We primarily explored four key texts, namely Matthew 11:28-30; 12:1-14; John 5:1-18, and Hebrews 3:7-4:11. We saw how the gospel writers focused on Jesus’ words and ministry in the Sabbath narratives. Jesus clearly identifies himself as the Sabbath in Matthew 11:28-30 who gives rest. In Matthew 12:1-14 Jesus demonstrates that he is “Lord of the Sabbath,” thus making a divine claim over the Sabbath. Jesus pointed to his supremacy over the Sabbath, the temple, the prophets, and the kings thus presenting himself as Priest, Prophet, and King. In John 5:1-18 Jesus performs the divine service of healing on the Sabbath and claiming that just as the Father works until now, so he too as the Son is working. Divine service and providence overrules the Sabbath.
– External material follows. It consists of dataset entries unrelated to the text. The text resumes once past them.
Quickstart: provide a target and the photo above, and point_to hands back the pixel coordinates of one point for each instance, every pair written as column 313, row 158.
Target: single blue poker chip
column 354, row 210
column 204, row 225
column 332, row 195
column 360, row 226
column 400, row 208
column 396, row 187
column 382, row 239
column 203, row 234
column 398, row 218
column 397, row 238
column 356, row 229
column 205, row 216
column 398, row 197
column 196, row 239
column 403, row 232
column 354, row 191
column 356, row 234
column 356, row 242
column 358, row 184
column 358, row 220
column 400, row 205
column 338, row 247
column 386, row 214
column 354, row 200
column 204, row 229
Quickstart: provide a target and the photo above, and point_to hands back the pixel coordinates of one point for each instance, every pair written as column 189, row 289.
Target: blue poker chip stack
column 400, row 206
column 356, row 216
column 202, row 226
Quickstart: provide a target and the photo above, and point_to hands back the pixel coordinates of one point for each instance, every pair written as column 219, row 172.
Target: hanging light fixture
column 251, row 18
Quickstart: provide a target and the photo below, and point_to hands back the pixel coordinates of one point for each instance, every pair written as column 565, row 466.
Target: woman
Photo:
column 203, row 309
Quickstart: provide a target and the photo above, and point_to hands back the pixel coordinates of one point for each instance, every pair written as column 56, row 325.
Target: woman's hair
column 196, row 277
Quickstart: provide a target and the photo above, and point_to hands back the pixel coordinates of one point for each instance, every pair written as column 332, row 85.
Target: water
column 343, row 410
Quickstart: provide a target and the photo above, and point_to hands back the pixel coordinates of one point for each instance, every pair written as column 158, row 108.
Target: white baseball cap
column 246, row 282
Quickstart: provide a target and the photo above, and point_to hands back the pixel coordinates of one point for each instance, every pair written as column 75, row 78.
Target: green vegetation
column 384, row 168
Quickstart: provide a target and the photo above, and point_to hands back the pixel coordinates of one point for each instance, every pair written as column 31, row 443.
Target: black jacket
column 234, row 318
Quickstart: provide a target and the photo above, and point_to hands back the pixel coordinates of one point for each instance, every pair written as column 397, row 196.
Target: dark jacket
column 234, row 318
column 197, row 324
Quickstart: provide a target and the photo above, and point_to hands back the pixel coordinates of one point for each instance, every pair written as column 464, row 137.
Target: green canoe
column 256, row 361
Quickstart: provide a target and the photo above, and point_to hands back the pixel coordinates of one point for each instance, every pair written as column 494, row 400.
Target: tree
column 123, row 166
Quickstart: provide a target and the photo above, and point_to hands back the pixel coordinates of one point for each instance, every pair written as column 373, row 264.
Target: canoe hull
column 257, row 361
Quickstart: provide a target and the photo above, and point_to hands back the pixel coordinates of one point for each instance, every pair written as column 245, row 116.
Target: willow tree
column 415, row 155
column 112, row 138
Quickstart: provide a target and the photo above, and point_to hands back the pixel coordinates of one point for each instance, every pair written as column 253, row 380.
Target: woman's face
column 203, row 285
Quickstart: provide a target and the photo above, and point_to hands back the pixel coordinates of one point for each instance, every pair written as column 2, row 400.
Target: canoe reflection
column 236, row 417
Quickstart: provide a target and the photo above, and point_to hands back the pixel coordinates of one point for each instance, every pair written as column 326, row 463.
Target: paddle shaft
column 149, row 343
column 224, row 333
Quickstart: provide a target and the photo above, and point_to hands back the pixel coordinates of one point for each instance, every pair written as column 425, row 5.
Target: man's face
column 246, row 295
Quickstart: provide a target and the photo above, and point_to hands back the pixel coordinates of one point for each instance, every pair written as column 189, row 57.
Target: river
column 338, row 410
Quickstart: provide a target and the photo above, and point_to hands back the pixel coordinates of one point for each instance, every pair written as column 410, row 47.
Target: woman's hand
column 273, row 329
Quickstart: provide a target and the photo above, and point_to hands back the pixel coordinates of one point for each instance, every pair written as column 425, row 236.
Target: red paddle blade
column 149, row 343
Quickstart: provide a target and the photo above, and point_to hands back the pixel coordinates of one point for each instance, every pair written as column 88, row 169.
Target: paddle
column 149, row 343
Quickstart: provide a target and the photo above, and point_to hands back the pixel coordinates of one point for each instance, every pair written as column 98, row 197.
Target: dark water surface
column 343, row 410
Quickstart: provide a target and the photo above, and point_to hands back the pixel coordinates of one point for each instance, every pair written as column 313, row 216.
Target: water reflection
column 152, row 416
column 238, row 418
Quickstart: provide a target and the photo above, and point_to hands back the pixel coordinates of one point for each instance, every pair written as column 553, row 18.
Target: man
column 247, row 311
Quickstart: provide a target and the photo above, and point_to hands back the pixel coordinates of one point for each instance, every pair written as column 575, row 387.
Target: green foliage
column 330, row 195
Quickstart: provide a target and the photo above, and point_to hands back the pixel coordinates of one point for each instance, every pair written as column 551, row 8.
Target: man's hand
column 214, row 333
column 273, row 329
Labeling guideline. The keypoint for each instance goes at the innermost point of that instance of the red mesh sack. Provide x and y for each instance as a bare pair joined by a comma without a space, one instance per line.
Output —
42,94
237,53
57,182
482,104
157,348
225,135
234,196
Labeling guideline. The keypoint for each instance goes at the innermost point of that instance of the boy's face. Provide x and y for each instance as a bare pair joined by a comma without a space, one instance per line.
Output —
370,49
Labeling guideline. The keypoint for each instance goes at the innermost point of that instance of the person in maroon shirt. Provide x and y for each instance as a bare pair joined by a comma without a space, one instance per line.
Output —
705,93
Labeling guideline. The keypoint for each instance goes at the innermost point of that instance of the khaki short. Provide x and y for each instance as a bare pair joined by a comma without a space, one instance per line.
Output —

Jesus shows a recapitulation to the original creation before the Fall where rest and work were complimentary. Adam and Eve worked and kept the garden, but they rested in God’s presence. The coming of Jesus and his miraculous works on the Sabbath were a foretaste of the coming Kingdom where God’s people will enter into the eternal Sabbath where there is no pain or suffering, no death, because they are in Christ, the true Sabbath.

Finally, we examined Hebrews 3:7-4:11 where the writer speaks of God’s rest which is not a day, but a period of rest which God has promised to those who believe, not to those who disbelieve. Israel in the OT is used an example to warn against unbelief and testing. Unbelievers can keep the Sabbath (as many ancient Israelites did), but that does not mean they have entered into God’s rest. Only in Christ can this rest be realized. It is realized in tension, as a now-not yet reality. We enter into God’s rest now through faith in Christ, but then in its fullest expression when we either enter into the presence of Christ at death (Rev 14:13), or when Christ returns. While the Sabbath has reached its ultimate fulfillment in Christ, its place in God’s purposes must not be forgotten. It served the purpose of functioning as a covenant sign for Israel, but as a shadow, it pointed to something far greater. While the Sabbath could bring physical rest, it was only temporary, it came and went, and the reminder of the Fall, of labor and hard work would return when it ended. The Sabbath however was a pointer, a sign that pointed away from itself to the One who can give eternal rest, and those who experience that rest become members of the new covenant, the body of Christ, the Church. The ultimate question is not whether we keep the Sabbath, but whether the Sabbath keeps us. Those who are in Christ are kept by him, and have already entered into his Sabbath rest.